Батюшка ничего не ответил, а молча, зачерпнув кружкой озерной воды, плеснул себе в карман подрясника.
‘Червячков подмочить’, — догадался Степан, зная, что батюшка всегда держит червей для ужения в кармане и они у него там подсыхают.
Из другого кармана батюшка, тоже молча, вынул фляжку и выпил стаканчик.
— Червячка заморить, — сказал он весело Степану. — Видел, видел: славные давеча два гусака пролетели!
— Плыву я сейчас вдоль бережка, — рассказывал Степан, — хоть глаз у меня и зоркий, ничего не вижу. В камышах взял жердь, обернулся назад, завязил. Ка-ак они шунули!
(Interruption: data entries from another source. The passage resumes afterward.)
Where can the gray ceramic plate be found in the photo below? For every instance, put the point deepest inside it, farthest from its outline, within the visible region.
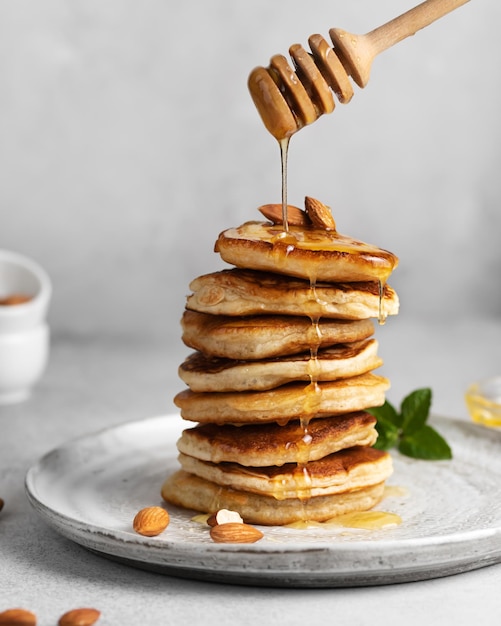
(90, 489)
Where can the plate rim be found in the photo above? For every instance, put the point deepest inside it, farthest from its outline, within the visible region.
(98, 539)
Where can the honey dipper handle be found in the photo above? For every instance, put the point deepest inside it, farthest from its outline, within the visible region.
(358, 51)
(410, 22)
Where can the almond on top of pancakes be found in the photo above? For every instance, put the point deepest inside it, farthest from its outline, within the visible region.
(282, 373)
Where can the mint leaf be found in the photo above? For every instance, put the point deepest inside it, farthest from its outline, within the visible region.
(407, 430)
(425, 443)
(415, 409)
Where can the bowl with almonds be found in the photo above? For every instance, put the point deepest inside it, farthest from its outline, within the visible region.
(25, 293)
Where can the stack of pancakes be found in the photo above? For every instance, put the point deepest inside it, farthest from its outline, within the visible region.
(282, 375)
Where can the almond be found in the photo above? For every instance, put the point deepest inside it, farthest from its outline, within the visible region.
(151, 521)
(319, 214)
(79, 617)
(17, 617)
(235, 532)
(295, 216)
(224, 516)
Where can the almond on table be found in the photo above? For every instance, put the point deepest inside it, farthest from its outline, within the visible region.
(79, 617)
(17, 617)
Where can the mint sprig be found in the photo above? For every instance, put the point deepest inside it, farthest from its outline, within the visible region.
(407, 429)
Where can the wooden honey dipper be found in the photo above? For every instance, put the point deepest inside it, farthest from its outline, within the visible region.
(289, 98)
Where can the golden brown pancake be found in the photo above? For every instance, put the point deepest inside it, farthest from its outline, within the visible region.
(195, 493)
(284, 403)
(247, 292)
(203, 373)
(271, 444)
(346, 470)
(266, 336)
(309, 253)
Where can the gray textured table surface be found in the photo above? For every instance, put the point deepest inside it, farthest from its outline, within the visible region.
(99, 382)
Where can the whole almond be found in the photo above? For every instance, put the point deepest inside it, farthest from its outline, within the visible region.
(235, 532)
(79, 617)
(151, 521)
(224, 516)
(295, 216)
(319, 214)
(17, 617)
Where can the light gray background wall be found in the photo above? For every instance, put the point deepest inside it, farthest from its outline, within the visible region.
(128, 140)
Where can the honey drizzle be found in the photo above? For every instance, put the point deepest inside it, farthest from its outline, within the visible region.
(284, 152)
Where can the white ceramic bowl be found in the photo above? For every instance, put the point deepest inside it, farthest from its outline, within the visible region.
(23, 358)
(21, 275)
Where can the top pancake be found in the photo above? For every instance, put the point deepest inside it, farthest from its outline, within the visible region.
(247, 292)
(308, 253)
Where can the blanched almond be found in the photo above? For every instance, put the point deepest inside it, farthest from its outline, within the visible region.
(295, 216)
(224, 516)
(235, 532)
(319, 214)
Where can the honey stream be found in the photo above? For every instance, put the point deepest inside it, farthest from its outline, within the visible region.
(312, 392)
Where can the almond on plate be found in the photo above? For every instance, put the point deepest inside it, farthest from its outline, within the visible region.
(151, 521)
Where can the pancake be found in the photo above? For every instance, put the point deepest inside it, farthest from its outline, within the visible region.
(203, 373)
(195, 493)
(272, 444)
(292, 401)
(346, 470)
(266, 336)
(247, 292)
(309, 253)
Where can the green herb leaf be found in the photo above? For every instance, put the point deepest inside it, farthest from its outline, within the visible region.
(408, 431)
(426, 444)
(415, 409)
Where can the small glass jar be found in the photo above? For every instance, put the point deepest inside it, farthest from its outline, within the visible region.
(483, 399)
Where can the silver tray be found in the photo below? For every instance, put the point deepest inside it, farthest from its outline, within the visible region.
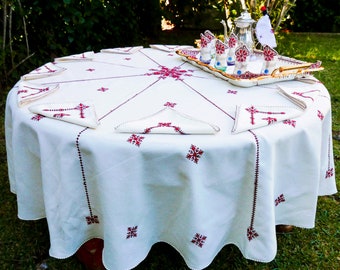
(286, 69)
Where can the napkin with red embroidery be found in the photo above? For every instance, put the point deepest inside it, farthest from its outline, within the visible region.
(49, 69)
(86, 56)
(122, 50)
(29, 92)
(79, 113)
(250, 117)
(167, 121)
(301, 96)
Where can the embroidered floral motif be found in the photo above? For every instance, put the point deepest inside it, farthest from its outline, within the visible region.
(170, 104)
(199, 240)
(232, 92)
(320, 115)
(92, 219)
(290, 122)
(251, 233)
(102, 89)
(135, 139)
(194, 153)
(37, 117)
(280, 199)
(131, 232)
(165, 72)
(252, 110)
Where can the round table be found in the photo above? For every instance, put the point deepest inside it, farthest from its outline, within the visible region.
(197, 191)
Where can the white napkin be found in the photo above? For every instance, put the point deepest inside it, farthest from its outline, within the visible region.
(301, 96)
(252, 116)
(167, 121)
(79, 113)
(29, 92)
(170, 48)
(49, 69)
(122, 50)
(86, 56)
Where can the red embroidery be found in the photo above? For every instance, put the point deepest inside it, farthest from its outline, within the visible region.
(280, 199)
(251, 233)
(131, 232)
(92, 219)
(194, 153)
(37, 117)
(102, 89)
(135, 139)
(81, 107)
(232, 92)
(170, 104)
(165, 72)
(177, 129)
(290, 122)
(199, 240)
(252, 110)
(320, 115)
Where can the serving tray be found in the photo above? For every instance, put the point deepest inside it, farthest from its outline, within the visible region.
(286, 69)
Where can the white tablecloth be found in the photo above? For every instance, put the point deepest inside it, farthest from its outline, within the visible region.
(194, 192)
У батюшки клюнуло. Степан затих.
И вдруг им обоим почудилось, будто их сверху кто-то обоих позвал. И оба посмотрели туда.
Теперь уже не было на небе того оборванного белого месяца, что утром, как единственное облачко, таял на небе. Над синим озерком было такое же синее чистое небо, и там, наверху, неслись три первые великие хоровода гусей.
Белый дедушка на горе перекрестился в ту сторону, куда гуси летели…
Не туда ли уходят и хорошие белые деды?
Поповский гусак, что дремал, стоя на одной ноге, поднял красный глаз к небу и вдруг встрепенулся. Сунулся в одну сторону, сунулся в другую и побежал, размахивая крыльями.
— Крылья не подрезаны, — сказал Степан, — как бы он так не улетел за дикими.
— Куда гусаку домашнему улететь! — ответил спокойно батюшка.
— За тридевять земель улетит. Гусь — не курица, птица умная.
— Благует…
— Каждому воли хочется, батюшка.
— Какая тут тебе воля, просто изблаговался гусак: намедни гусыня околела, вот он и благует.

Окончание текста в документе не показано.